Y creo, honestamente,
que mis reflexiones no destilan menos sonrisas que melancolías, menos ilusión
que decepción, menos entusiasmo que abatimiento. Lloro y lloraré ―y qué bien me hubiera
hecho llorar más―, pero confío en no
dejar nunca de reír entre las lágrimas. Como Spinoza, recelo de las esperanzas,
que nos emplazan en reinos imaginarios, y prefiero la verdad cruda y algo deslucida
de los proyectos, que son trabajo en marcha para construir el futuro, aunque su
resultado sea siempre incierto y acaben tantas veces en naufragio. Admito lo que
jamás podré alcanzar, pero solo para centrarme en lo posible, siempre más
modesto pero no por ello menos valioso.
Séneca recomendaba no
atender a lo que no está a nuestro alcance: ni con el deseo ni con el rechazo,
puesto que ambas cosas nos frustrarán. Supongo que no podemos evitar acariciar
a veces deseos irrealizables, o rebelarnos en ocasiones contra las desventuras
que nos reserva el mundo; el proyecto de los estoicos es brillante, pero tan
exigente que a veces se nos antoja inhumano. Cuando Séneca escribe a una madre,
Marcia, y le insta a que no pierda la compostura por la muerte de su hijo Metilio,
puesto que la vida y la muerte no están en sus manos, uno se pone de repente a
reivindicar el desconsuelo de esa mujer. Supongo que el maestro nos señalaba un
camino por el que transitar, no un destino al que llegar. Montaigne lo
comprendió, y, por más que tomaba a los estoicos como modelo, no tenía reparo
en quejarse de los dolores de sus cólicos o en celebrar, como Epicuro, los
pequeños placeres de la vida.
Así, modestas y
comedidas, procuro yo que sean mis alegrías y mis tristezas. ¿Soy feliz? A mi
manera, y según lo que tengo, y si miro en perspectiva lo vivido, lo logrado,
lo perdido, creo que soy bastante feliz, si es que esa es la manera de decirlo.
Una felicidad sin aspavientos ni fuegos artificiales, sin esas promesas desmesuradas
que nos hacíamos en la adolescencia, cuando todo nos parecía posible solo con
quererlo.

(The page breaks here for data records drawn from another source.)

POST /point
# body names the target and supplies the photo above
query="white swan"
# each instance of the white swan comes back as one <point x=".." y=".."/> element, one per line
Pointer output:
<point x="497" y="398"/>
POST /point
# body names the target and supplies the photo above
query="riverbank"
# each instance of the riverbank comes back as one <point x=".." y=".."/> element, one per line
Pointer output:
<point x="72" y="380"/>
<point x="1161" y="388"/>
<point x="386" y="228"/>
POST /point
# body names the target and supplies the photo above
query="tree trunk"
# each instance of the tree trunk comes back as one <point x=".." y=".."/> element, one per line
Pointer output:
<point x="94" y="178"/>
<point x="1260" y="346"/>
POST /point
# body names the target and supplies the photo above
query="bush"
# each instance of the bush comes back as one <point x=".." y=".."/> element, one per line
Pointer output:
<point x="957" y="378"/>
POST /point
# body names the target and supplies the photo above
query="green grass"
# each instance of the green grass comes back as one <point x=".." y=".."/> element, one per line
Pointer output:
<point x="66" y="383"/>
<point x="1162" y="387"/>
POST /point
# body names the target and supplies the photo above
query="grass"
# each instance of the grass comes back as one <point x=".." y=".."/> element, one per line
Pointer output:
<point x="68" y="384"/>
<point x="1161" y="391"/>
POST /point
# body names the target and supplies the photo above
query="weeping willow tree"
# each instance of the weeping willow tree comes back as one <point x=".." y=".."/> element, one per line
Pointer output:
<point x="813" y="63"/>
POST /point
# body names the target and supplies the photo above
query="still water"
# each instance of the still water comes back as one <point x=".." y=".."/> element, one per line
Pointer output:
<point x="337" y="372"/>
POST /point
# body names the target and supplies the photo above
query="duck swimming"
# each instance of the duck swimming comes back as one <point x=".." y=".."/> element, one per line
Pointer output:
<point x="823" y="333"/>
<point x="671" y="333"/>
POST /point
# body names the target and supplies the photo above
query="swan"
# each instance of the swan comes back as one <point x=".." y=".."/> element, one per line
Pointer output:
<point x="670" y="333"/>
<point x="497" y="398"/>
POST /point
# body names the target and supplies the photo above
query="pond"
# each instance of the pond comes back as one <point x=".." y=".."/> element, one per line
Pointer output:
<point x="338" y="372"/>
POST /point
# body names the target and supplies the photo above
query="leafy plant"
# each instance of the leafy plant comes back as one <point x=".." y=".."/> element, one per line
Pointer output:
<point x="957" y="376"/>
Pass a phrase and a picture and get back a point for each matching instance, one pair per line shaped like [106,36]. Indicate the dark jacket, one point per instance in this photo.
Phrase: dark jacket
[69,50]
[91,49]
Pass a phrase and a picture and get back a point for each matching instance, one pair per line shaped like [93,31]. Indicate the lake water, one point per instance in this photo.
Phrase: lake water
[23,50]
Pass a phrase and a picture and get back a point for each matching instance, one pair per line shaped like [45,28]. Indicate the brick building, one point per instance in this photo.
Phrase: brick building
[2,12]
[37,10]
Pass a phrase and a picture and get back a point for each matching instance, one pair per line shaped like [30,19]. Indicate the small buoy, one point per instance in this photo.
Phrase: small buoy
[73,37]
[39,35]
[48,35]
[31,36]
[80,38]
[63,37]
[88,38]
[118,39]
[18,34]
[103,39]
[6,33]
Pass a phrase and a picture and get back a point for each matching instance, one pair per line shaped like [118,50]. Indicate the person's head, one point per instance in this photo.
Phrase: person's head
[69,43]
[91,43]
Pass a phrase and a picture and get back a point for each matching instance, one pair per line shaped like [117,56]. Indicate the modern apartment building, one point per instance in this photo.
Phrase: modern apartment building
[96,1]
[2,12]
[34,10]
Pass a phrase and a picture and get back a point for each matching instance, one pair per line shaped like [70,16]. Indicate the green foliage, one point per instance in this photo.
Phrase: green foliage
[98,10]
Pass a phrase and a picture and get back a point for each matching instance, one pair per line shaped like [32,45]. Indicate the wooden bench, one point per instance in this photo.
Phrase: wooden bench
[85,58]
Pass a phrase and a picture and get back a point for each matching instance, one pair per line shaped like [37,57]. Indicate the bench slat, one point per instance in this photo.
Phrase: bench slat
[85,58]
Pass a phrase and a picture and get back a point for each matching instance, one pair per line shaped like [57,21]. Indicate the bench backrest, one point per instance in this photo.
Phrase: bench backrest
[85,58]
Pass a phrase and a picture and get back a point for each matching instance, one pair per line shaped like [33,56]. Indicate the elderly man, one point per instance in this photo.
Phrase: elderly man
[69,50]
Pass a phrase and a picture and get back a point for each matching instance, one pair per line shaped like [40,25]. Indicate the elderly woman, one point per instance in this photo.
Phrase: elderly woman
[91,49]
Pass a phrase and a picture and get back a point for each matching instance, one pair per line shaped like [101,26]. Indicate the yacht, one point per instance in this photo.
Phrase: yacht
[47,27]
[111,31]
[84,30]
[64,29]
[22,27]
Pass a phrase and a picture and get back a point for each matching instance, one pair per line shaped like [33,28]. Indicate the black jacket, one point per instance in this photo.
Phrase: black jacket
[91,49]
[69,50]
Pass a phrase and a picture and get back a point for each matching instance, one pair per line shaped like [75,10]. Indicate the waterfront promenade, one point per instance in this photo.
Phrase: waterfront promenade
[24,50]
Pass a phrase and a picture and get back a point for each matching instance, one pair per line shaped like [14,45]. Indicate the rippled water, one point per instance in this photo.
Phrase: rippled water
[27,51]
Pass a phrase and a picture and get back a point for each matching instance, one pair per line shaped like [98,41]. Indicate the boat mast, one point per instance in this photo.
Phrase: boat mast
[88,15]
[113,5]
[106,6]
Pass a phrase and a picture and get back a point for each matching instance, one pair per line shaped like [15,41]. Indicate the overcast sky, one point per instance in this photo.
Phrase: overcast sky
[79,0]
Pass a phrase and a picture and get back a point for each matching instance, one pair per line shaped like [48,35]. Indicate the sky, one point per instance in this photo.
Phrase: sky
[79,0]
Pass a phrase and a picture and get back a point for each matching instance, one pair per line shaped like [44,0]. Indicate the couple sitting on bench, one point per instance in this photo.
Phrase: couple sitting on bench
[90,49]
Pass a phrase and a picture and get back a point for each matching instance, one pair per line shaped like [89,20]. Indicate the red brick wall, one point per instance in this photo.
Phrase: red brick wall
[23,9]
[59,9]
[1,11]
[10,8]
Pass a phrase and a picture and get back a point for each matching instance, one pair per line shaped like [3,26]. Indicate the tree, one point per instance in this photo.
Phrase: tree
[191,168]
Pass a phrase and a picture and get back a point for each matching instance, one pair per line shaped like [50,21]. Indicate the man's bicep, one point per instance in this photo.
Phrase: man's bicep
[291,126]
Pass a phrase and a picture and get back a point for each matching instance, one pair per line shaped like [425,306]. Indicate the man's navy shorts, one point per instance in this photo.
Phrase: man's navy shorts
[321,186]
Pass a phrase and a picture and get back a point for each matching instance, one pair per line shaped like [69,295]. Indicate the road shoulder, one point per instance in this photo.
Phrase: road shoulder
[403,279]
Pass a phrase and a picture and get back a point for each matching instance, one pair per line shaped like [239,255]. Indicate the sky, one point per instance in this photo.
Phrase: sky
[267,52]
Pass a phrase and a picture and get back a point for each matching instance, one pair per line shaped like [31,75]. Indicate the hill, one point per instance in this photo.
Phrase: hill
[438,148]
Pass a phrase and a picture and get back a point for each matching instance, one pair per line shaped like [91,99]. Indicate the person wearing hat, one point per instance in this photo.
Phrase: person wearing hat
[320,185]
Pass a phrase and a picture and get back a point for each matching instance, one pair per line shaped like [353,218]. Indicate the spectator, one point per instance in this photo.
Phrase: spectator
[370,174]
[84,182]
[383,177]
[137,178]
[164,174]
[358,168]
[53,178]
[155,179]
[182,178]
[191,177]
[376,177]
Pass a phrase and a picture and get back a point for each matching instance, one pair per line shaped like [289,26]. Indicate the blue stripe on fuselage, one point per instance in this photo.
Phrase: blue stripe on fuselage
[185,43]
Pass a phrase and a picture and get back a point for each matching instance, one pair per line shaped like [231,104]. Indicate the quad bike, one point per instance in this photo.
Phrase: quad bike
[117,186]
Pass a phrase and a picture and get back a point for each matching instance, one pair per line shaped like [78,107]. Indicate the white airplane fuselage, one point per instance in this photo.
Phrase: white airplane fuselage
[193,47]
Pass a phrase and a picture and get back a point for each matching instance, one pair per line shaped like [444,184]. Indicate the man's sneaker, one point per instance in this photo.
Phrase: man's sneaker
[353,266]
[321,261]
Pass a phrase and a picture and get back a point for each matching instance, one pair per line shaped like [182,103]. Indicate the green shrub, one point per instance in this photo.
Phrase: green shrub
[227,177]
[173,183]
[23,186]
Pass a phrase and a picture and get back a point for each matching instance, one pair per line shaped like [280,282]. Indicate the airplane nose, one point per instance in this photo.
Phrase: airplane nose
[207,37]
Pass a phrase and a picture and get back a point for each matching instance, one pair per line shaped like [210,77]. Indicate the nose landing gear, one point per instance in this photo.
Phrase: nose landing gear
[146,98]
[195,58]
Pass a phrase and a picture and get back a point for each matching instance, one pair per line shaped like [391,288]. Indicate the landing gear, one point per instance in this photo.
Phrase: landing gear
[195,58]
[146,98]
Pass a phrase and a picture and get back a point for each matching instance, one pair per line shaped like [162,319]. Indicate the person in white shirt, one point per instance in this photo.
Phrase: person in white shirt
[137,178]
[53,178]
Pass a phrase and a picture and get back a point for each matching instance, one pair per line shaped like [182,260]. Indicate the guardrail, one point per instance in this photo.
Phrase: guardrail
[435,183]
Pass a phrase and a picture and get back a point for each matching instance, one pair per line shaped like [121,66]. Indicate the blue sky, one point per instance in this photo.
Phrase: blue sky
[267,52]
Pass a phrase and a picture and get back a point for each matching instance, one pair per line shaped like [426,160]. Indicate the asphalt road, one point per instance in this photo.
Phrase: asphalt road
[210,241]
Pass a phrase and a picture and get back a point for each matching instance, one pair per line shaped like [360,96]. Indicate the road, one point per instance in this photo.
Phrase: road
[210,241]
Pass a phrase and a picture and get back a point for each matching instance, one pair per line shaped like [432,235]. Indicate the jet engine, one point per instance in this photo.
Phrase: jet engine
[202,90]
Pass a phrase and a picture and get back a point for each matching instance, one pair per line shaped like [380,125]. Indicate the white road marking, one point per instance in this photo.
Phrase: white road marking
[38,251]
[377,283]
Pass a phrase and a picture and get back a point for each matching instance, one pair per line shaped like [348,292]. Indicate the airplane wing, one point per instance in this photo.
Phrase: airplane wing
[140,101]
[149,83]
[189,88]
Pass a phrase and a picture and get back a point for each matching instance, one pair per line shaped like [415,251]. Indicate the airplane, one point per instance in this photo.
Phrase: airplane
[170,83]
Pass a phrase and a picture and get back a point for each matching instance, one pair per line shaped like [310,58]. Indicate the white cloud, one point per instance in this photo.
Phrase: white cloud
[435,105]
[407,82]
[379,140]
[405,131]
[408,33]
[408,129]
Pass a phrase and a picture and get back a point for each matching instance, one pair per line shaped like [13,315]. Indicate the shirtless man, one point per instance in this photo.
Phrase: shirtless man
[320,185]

Mi felicidad, como yo, ha envejecido; es como un perfume leve que
flota en el aire o una melodía lejana al atardecer, que está hecha de detalles
pequeños y modestas sorpresas, que se sostiene en la obstinación de la voluntad
por afirmar la alegría. Mi felicidad no se toma a grandes tragos, sino con
pequeños sorbos; pero en ellos puede paladearse el dulce poso de lo bueno de la
vida. Al menos de lo que está a mi alcance. Y también, por supuesto, se notará
en mi elixir más de un dejo de amargura: quien la niegue, o miente o es un
iluso. La vida es (también) dura: proclamarlo con sencillez, aun temblando, es en
cierto modo un gozo.
Mi felicidad, en fin, es tan pequeña, tan simplona,
tan sinuosa, que ni siquiera me atrevería a considerarla un ejemplo, y desde
luego no pretendería fundar con ella una doctrina; es probable que no le sirva
a nadie más que a mí. Así que, conmovedora y conmovida señora, podríamos decir casi
que sí, que soy razonablemente feliz. ¿Y usted?